JM: He's a good golfer.

GS: But not good enough! That was the problem.

You worked at Los Alamos National Laboratory before you came to Lawrence Livermore. What did you do at Los Alamos?

GS: Just about everything. The last 10 years I worked there, I worked as a primary designer — designing primaries for nuclear weapons. That's the uranium or the plutonium pit that initiates the nuclear weapon.

How does that compare to what you’re doing now?

GS: To me, it was kind of like chipping paint. You run computer codes day in and day out, that's all you do. Sitting in front of a computer reading fireballs and seeing this kind of stuff is a lot more exciting. Every time I see a new film, I see something new and get to try out things — it's experimental data.

JM: It's old but it's new — hasn't been seen in a long time.

GS: And there are things they simply didn't have time to study back in those days, in the ‘50s — we're picking out things that nobody's ever seen before. New correlations, new ways of figuring out the yield, all kinds of funny little things.
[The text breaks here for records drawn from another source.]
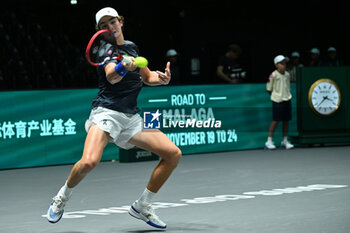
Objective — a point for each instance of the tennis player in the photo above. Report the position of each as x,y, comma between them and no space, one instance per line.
114,118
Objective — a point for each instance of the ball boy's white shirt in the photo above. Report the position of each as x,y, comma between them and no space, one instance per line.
279,85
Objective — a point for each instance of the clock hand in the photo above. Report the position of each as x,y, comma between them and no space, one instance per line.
324,98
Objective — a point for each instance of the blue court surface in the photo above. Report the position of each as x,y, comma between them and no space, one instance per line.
304,190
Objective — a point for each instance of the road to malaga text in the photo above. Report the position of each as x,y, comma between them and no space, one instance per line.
196,118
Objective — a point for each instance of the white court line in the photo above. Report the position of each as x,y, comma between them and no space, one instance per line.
205,200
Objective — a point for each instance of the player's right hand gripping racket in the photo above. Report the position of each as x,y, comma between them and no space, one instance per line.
92,48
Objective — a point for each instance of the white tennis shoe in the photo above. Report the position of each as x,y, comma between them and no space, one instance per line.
270,145
147,214
55,211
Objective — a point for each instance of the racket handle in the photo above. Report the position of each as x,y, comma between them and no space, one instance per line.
126,60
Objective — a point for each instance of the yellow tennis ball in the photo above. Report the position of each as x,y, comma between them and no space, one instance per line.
141,62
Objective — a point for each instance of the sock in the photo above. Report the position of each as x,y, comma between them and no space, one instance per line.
269,139
65,190
146,198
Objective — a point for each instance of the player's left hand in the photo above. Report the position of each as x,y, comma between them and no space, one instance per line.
129,63
164,78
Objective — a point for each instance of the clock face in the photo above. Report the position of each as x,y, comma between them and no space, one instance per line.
324,97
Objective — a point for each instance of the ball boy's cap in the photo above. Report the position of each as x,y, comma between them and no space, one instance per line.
279,58
107,11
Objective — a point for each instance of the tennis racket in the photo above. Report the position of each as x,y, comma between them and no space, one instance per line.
92,48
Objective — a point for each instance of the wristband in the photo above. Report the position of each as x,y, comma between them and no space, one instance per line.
119,69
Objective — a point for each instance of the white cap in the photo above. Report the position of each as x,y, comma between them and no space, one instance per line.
279,58
331,49
107,11
315,51
171,52
295,54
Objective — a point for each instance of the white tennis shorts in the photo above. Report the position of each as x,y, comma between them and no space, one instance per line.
120,126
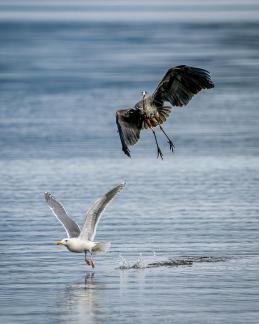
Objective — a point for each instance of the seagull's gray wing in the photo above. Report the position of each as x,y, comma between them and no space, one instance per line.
180,84
58,210
94,213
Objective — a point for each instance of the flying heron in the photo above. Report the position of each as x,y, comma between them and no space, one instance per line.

What do you guys wish that people knew about our nuclear weapons program?

“It’s kind of an irony, isn’t it? That we have a product that we hope nobody ever uses.”

GS: One of the ironies of this lab is that we have all these smart people, and we're working our little rear ends off trying to perfect a product that none of us ever want to use. We don't want to use a nuclear weapon. But we've got to have it, so that if we ever get attacked, and the president decides to retaliate with nuclear weapons, it's got to work. We've got a lot of peoples' lives at stake here. It’s kind of an irony, isn’t it? That we have a product that we hope nobody ever uses.